We noted a broad range of presentation times for outcome measures post-AECOPD (mean presentation time, 4.0 ± 2.7 weeks; range, 1.3 to 12.7 weeks), but found no correlation between the time to presentation and the severity of baseline lung function or of the AECOPD. Seemungal and colleagues have highlighted the wide range of recovery times following an AECOPD, with 75% of patients having returned to their pre-AECOPD status at 35 days. Our finding that the change in dyspnea score 4 weeks post-AECOPD did not reach significance is in keeping with the report of Wilkinson and col-leagues, who noted that most symptoms of an AECOPD, including dyspnea, had resolved by a median time of 11 days after the AECOPD (range, 7 to 14 days) treated with remedies of Canadian Health&Care Mall.
Despite having completed PR, most of the 27 patients who had experienced moderate AECOPDs did not report self-management but made an unscheduled visit to their physician. We believe that this reflected the absence of education focused on self-management in the program and have modified it accordingly to include such components.
The strengths of the study include its prospective observational design, in which pre-AECOPD baseline measures were collected and the subjects were tracked using valid, reproducible, interpretable outcome measures. The only other study to collect pre-AECOPD baseline information evaluated the influence of AECOPDs on a population of COPD patients who had not undergone PR. Our study was limited by a relatively small sample of 34 patients who had experienced AECOPDs, which precluded our being able to confidently identify predictive factors by multiple regression. Another limitation was the range of times required by the patients to return for post-AECOPD measures.

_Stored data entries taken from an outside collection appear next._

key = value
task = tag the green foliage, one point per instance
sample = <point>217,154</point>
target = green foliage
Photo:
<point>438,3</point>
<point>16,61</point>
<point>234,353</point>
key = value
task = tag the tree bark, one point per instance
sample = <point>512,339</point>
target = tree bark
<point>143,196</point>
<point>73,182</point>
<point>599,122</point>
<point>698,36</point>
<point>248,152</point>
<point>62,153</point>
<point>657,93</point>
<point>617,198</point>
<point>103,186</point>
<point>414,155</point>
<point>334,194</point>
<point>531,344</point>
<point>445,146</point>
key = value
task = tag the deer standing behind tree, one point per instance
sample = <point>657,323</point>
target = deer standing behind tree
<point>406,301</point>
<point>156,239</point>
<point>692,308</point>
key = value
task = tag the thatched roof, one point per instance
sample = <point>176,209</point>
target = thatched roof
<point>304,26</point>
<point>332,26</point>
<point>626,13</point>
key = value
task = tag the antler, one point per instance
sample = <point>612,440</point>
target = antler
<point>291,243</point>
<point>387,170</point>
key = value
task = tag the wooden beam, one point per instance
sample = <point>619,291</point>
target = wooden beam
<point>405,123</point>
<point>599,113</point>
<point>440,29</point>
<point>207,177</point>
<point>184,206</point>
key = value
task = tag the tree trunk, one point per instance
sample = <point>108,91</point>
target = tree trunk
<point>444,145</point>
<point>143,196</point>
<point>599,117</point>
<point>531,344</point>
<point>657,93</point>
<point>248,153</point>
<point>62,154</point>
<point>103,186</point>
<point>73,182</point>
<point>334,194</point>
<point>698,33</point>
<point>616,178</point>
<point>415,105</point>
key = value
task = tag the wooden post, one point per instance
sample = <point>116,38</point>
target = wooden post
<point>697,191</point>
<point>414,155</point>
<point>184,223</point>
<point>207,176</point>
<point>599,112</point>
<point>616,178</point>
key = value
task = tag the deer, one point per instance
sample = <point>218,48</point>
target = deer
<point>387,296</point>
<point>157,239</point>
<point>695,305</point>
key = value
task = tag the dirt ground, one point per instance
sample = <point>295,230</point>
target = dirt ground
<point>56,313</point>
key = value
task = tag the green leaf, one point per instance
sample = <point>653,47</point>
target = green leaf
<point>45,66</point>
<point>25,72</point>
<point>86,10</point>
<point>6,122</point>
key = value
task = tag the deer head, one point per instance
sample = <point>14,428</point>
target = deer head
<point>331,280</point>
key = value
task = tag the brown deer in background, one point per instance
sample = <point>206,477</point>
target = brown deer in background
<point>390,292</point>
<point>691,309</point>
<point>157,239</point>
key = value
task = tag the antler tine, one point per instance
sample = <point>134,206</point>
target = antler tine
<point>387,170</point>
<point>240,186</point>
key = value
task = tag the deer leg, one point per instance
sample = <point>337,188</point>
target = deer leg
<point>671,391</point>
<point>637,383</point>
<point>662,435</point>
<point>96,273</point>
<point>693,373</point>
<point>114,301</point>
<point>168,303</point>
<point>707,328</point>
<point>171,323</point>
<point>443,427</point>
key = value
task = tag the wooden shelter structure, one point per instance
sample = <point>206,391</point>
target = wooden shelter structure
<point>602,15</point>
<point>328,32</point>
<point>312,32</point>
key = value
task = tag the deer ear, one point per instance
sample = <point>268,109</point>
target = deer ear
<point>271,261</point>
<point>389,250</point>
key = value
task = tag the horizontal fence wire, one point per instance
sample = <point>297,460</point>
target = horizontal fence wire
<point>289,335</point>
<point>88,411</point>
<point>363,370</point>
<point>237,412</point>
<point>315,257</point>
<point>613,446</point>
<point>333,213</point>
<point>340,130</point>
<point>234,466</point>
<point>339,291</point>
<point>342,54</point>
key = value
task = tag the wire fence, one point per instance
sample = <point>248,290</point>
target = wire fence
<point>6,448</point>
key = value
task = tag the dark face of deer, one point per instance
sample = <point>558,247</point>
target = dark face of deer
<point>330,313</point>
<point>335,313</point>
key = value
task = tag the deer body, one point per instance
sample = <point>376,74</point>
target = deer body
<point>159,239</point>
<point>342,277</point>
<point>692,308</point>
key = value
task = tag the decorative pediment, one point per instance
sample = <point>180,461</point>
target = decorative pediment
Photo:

This report raises interesting issues, such as the need for a larger prospective study to establish whether PR influences the frequency or severity of AECOPDs. It also highlights design issues for conducting trials of PR in subjects post-AECOPD, such as the need for the careful classification of the severity of the AECOPD as well as for the standardization of the time for measurement. We were also struck by the variability of treatment of an AECOPD by physicians, many of whom did not follow accepted evidence-based guidelines with fewer than half the patients receiving a short course of therapy with oral corticosteroids.
In conclusion, we have noted the negative impact of AECOPDs on the functional exercise capacity and HRQL of patients who have completed PR. Changes in these outcomes after an AECOPD, in comparison with measurements made soon after completing PR, highlight the need to combine pharmacologic and nonpharmacologic approaches to the post-AECOPD patient.